Introduction to Decision Trees

Introduction

In this lesson, we shall look decision tree classifiers. These are rule based classifiers and belong to the first generation of modern AI. Despite the fact that this algorithm has been used in practice for decades, its simplicity and effectiveness for routine classification task is still in par with more sophisticated approaches. In addition, now can combine multiple instances of this algorithm to create much more complex architectures like random forests and other ensemble approcahes. Let's move ahead with this.

Objectives

You will be able to:

Understand and describe a decision tree algorithm in terms of graph architecture
Describe how decision trees are used to create partitions in s sample space
Have an overview of the training and prediction stages involved decision tree classification
Understand the importance of a cost function for decision trees

From Graphs to Decision Trees

We have seen basic classification algorithms (a.k.a classifers), including Naive Bayes and signoid based logistic regression earlier. A decision tree is somewhat different type of classifier that performs through a recursive partition of the sample space. In this lesson, we shall get a conceptual understanding of how this is achieved.

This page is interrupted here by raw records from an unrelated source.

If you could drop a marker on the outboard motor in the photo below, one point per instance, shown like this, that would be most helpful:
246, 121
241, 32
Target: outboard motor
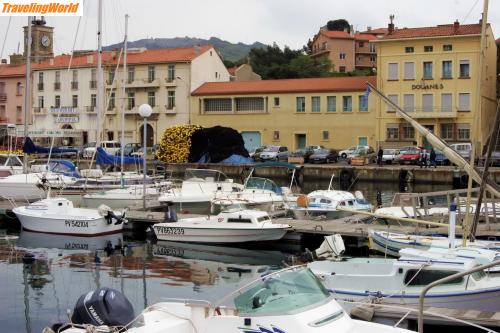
104, 306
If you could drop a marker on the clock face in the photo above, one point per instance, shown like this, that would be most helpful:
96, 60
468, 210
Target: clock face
45, 40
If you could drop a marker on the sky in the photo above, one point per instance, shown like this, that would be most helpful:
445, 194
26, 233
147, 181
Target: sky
285, 22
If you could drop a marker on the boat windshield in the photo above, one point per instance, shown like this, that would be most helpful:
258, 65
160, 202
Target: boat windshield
282, 293
262, 184
205, 175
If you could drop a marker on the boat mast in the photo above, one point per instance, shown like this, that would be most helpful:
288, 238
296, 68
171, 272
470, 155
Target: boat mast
474, 131
124, 80
27, 92
100, 85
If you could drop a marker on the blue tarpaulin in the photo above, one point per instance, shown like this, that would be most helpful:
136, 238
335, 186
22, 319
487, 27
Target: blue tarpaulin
104, 158
30, 148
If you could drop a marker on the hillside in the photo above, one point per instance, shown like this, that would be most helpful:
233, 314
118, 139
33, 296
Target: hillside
229, 51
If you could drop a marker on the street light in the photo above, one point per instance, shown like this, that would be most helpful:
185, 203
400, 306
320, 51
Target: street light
145, 111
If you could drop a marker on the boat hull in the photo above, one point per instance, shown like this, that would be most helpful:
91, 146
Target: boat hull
173, 232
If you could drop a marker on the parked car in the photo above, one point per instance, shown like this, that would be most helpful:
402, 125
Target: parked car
271, 152
390, 156
324, 156
350, 151
129, 149
411, 156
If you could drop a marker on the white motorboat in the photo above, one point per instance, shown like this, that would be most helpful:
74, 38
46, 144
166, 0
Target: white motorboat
58, 216
325, 204
199, 188
290, 300
400, 281
130, 196
235, 226
391, 243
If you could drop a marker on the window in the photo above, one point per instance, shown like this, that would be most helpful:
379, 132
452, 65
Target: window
408, 132
464, 102
393, 72
446, 102
427, 70
331, 104
151, 98
427, 103
217, 105
249, 103
171, 73
447, 71
315, 104
347, 103
363, 103
423, 277
151, 73
392, 131
395, 100
301, 104
130, 74
409, 70
447, 131
409, 102
130, 100
464, 69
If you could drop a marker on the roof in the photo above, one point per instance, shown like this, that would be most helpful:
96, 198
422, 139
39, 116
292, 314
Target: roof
12, 70
133, 58
437, 31
337, 84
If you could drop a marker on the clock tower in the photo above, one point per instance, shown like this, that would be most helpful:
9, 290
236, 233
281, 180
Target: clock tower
41, 40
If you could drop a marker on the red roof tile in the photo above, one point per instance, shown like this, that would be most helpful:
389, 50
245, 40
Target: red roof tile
133, 58
330, 84
440, 30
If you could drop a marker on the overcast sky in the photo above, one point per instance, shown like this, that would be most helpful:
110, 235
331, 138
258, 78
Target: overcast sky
286, 22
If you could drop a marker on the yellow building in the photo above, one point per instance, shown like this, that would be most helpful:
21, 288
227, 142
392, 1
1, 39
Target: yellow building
432, 73
295, 113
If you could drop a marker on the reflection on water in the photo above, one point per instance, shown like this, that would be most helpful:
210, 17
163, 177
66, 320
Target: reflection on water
63, 268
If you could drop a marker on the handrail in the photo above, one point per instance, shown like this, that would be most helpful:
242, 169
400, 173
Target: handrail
444, 280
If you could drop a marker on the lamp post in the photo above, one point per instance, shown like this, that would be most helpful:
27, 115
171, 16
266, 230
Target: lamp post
145, 111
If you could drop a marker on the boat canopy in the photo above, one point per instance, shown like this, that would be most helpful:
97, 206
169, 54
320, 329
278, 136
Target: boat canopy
103, 158
30, 148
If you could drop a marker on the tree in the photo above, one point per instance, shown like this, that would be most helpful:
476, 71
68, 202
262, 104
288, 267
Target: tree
338, 25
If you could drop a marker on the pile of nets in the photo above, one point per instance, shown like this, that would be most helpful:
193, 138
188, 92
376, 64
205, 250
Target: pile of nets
194, 144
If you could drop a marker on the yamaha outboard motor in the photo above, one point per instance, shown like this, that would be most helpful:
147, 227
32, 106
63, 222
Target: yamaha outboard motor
104, 306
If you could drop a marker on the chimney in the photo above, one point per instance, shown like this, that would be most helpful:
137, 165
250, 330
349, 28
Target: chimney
390, 27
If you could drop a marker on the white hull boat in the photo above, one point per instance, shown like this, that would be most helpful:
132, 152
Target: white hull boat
226, 227
400, 281
58, 216
325, 204
291, 301
391, 243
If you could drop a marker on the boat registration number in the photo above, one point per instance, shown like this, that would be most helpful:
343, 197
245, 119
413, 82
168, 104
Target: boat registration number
170, 230
76, 224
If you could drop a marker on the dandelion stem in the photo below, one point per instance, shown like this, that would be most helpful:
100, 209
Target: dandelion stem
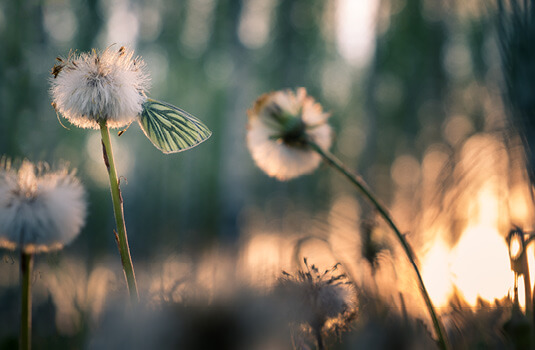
120, 235
366, 191
319, 338
26, 264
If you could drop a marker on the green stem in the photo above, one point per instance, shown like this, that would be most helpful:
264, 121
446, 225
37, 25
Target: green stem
26, 264
120, 235
366, 191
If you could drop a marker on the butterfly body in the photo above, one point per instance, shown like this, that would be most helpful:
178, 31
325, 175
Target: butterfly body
171, 129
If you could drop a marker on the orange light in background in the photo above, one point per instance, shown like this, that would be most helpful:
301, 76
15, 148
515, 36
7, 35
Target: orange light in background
478, 265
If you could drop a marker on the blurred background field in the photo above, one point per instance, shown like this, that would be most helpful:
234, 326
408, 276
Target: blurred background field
414, 91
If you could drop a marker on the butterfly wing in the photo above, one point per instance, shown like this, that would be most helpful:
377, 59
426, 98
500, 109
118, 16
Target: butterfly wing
170, 128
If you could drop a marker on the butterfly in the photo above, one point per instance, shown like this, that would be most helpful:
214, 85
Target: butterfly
171, 129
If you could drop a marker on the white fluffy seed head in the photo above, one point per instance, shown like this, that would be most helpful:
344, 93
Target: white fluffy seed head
278, 124
108, 85
319, 299
40, 210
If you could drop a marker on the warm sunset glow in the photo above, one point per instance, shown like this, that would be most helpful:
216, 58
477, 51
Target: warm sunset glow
478, 265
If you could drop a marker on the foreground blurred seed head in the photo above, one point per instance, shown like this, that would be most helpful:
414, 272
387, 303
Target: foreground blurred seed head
320, 300
280, 124
107, 85
40, 210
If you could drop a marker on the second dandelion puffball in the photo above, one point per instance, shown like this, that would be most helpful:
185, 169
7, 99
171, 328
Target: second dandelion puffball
280, 125
40, 210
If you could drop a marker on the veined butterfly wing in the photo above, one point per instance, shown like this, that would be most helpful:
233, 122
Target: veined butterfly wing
170, 128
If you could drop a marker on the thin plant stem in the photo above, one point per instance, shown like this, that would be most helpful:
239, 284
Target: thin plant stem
26, 264
120, 235
319, 338
368, 194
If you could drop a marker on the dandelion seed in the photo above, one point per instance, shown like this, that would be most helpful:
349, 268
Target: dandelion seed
40, 210
108, 85
280, 123
323, 301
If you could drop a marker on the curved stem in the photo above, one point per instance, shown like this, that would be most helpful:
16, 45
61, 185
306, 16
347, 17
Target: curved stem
366, 191
120, 235
26, 264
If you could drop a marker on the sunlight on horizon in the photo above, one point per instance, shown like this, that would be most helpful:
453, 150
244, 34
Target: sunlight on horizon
478, 265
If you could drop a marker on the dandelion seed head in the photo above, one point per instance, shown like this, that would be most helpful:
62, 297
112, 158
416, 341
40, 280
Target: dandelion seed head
320, 299
40, 210
279, 124
110, 85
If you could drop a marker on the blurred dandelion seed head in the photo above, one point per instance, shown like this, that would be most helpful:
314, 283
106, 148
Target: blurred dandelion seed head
279, 126
40, 210
109, 85
323, 300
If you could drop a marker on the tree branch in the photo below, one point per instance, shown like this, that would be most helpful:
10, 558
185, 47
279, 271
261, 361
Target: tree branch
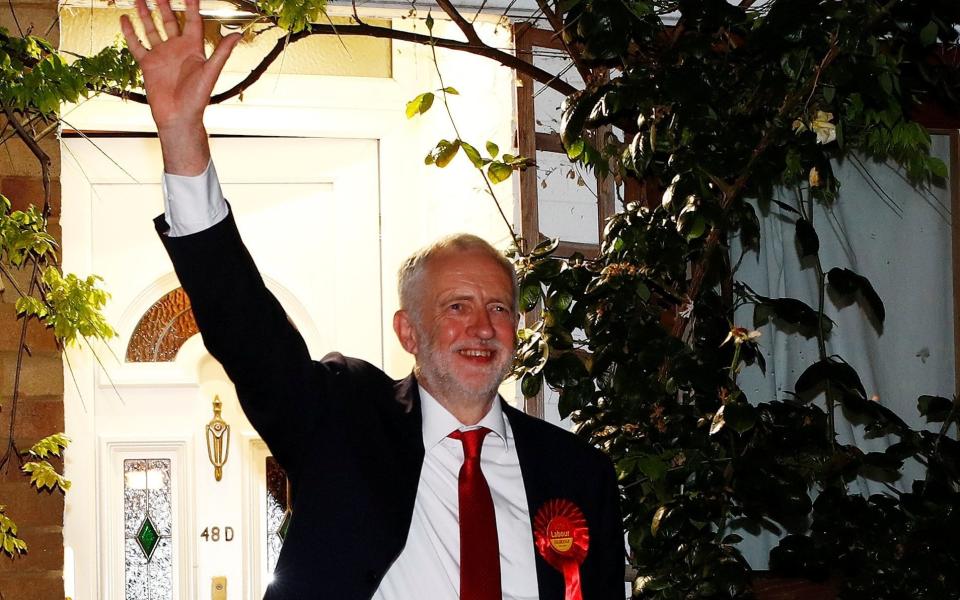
554, 19
44, 161
465, 26
504, 58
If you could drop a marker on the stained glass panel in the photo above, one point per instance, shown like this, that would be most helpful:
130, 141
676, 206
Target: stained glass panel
163, 329
277, 504
147, 526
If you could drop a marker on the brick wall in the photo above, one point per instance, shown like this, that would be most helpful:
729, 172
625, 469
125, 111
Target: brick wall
39, 574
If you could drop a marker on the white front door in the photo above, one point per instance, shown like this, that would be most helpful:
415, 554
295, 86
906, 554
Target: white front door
147, 520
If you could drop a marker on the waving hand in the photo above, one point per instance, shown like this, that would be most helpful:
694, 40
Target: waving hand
179, 79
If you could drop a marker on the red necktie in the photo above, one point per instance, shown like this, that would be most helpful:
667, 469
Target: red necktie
479, 550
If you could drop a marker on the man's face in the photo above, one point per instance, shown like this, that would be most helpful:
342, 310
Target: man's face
465, 326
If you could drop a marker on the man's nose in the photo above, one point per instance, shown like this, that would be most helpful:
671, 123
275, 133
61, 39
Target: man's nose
481, 326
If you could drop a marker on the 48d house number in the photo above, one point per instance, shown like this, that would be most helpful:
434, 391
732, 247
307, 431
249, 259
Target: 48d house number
216, 534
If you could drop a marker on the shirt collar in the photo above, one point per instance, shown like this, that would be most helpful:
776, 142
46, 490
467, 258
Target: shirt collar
438, 422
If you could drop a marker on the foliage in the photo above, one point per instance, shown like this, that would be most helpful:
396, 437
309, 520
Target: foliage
723, 105
9, 542
34, 81
35, 78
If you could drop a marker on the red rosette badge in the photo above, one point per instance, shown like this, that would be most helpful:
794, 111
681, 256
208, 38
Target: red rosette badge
562, 538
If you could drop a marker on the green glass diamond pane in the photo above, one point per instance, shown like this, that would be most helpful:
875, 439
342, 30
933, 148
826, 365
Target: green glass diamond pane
282, 531
147, 538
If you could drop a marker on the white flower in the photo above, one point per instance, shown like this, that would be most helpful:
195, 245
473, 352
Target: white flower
740, 335
825, 130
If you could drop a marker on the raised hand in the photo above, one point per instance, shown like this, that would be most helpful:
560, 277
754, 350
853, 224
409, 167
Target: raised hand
178, 78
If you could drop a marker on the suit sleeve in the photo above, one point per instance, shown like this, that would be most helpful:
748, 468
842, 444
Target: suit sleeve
611, 563
244, 327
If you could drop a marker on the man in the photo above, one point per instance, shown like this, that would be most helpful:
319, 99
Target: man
431, 487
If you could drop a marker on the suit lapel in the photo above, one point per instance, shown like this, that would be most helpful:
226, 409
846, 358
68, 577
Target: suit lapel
540, 485
407, 450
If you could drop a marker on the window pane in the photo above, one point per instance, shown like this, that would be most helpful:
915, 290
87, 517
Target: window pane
276, 484
147, 526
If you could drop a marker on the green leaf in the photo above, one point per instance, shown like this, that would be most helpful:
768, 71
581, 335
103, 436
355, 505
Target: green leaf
498, 172
420, 104
530, 292
652, 466
44, 476
52, 444
938, 168
848, 283
443, 153
472, 154
530, 385
575, 149
829, 370
10, 544
717, 423
658, 519
928, 35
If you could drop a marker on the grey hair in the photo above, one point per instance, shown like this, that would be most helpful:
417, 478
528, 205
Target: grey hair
410, 275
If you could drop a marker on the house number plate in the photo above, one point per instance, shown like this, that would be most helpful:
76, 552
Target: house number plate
217, 534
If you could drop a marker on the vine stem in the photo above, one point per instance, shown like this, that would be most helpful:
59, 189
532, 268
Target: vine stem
480, 49
10, 448
807, 213
486, 180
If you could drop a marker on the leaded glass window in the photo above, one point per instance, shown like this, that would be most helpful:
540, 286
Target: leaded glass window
148, 529
278, 511
163, 329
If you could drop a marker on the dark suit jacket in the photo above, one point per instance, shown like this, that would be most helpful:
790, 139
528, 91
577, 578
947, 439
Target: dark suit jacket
349, 438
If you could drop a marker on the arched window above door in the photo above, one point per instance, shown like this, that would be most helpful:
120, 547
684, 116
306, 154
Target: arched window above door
162, 330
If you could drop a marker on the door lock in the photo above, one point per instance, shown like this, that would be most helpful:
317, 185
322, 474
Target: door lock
218, 588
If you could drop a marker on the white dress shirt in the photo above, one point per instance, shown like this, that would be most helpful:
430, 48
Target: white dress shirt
428, 568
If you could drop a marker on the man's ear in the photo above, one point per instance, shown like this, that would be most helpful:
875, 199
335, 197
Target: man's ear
406, 332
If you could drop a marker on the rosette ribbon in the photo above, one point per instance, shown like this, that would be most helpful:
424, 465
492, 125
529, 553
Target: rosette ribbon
562, 539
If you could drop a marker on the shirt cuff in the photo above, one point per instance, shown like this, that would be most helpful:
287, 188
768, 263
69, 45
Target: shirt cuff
192, 204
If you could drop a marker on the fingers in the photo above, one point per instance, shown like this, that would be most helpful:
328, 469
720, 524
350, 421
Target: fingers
133, 42
193, 25
170, 25
220, 55
153, 36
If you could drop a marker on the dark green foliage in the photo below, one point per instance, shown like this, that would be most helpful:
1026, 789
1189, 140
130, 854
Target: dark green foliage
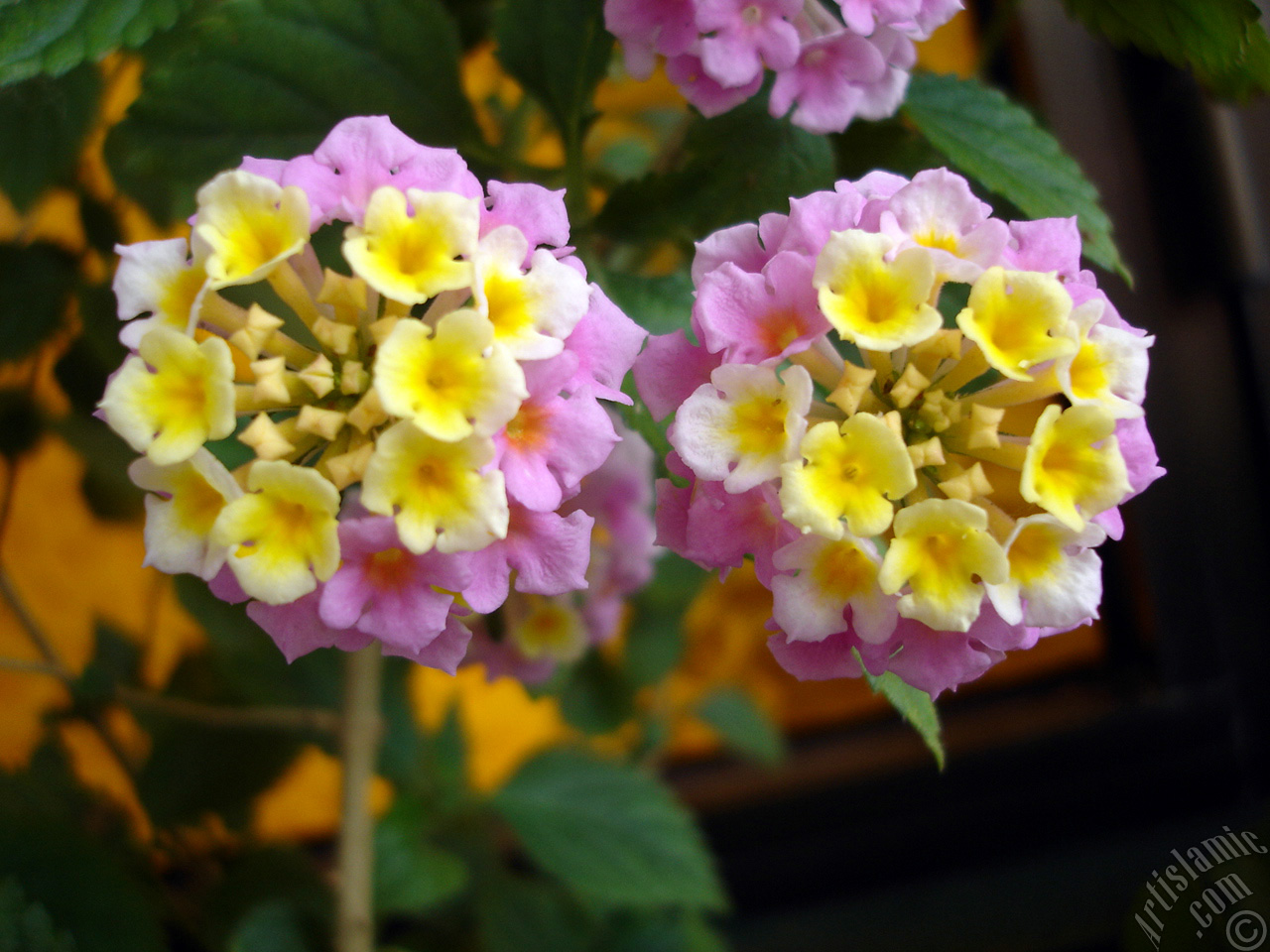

A decision tree comprises of decisions that originate from a chosen point in sample space. In terms of a graph theoretic understanding (recall the graph section), it is a directed acyclic graph with a root called "root node" that has no incoming edges. All other nodes have one (and only one) incoming edge. Nodes having outgoing edges are known as internalnodes. All other nodes are called leaves . Nodes with an incoming edge, but no outgoing edge are called terminal nodes.

Directed Acyclic Graphs

In computer science and mathematics, a directed acyclic graph (DAG) is a graph that is directed and without cycles connecting the other edges. This means that it is impossible to traverse the entire graph starting at one edge. The graph is a topological sorting, where each node is in a certain order.

Partitioning the Sample Space

So a decision tree is effectively a DAG as the one seen above where each internal node partitions the sample space into two (or more) sub-spaces according to some discrete function of the input attributes values.

In the simplest and most frequent case, each internal node considers a single attribute so that space is partitioned according to the attribute’s value. In the case of numeric attributes, the condition refers to a range. Let's see a bit more on this with a simple example below.

Above, you can see that root node (testing color) acts as the first decision for feature "Color", creating three new paths. Based on the decision on the color being red green and blue. On the right side, you can see three primary partitions of our sample space.

If the color is identified as "Red", we don't do any further tests and thus all red objects belong to middle partition without any further sub partition.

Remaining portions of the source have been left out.